With its nature and marine reserves, national parks and forests, wildlife sanctuaries, and world-famous Mayan ruins, Belize is filled with countless testaments to the power of both man and nature. For any tourist visiting Belize, there are plenty of opportunities to see and learn about some of the world's most fascinating monuments.
Half Moon Caye Natural Monument
At the Half Moon Caye, tourists can view the beauty of nature both on ground and under water. It is located near the Lighthouse Reef Atoll, a rimmed platform surrounded by a fringing reef perfect for snorkeling and diving. Inside the reef, snorkelers can view hundreds of coral patches, eagle rays, sea turtles and groupers. Back on land, visit the littoral forest on the western side of the cay, an endangered habitat that is the home for several birds and reptiles such as the gecko and the red-footed booby.

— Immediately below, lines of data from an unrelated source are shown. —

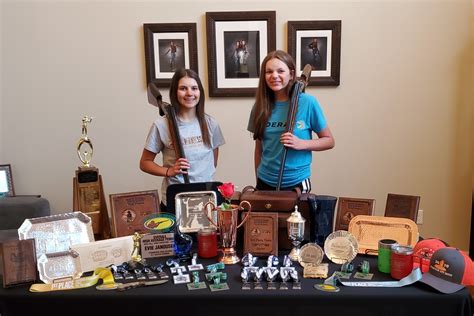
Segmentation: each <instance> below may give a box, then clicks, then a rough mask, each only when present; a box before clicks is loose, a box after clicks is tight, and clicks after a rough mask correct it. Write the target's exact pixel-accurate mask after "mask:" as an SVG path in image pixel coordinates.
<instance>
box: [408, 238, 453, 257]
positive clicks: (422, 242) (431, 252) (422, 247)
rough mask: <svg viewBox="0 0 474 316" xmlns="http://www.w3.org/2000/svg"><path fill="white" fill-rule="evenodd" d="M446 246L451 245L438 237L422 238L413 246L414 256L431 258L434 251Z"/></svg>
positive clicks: (413, 254) (435, 250)
mask: <svg viewBox="0 0 474 316" xmlns="http://www.w3.org/2000/svg"><path fill="white" fill-rule="evenodd" d="M444 247H449V245H448V244H447V243H446V242H444V241H442V240H441V239H438V238H427V239H423V240H420V241H419V242H417V243H416V245H415V247H414V248H413V256H414V257H419V258H428V259H429V258H431V256H432V255H433V253H434V252H435V251H436V250H438V249H440V248H444Z"/></svg>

One of the largest archaeological sites in Belize, Lamanai is located in the Orange Walk District surrounded by rain forest. This Mayan ruin was a ceremonial center, and tourists can climb into its temples for a great view of the rain forest. The three renovated temples include the Jaguar Temple, the Mask Temple and the High Temple. Lamanai is inhabited with howler monkeys that tourists often see in the surrounding trees, and crocodiles live in the waters nearby. There is also a museum on site with a collection of Mayan artifacts.
Mountain Pine Ridge Forest Reserve
This forest reserve was established in 1944 but was severely damaged by a fire in 1949, and the groups of pine trees are interspersed with remnants of the burned tree remains. Tourists can observe woodpeckers storing acorns, along with the rufous-capped warbler, the Stygian owl, the Eastern bluebird, and orange-breasted falcons. The reserve also includes Baldy Beacon, a land with infertile soil that cannot support trees. There are several rivers on the property, which includes the Macal River and its tributaries, along with the Pao On waterfalls.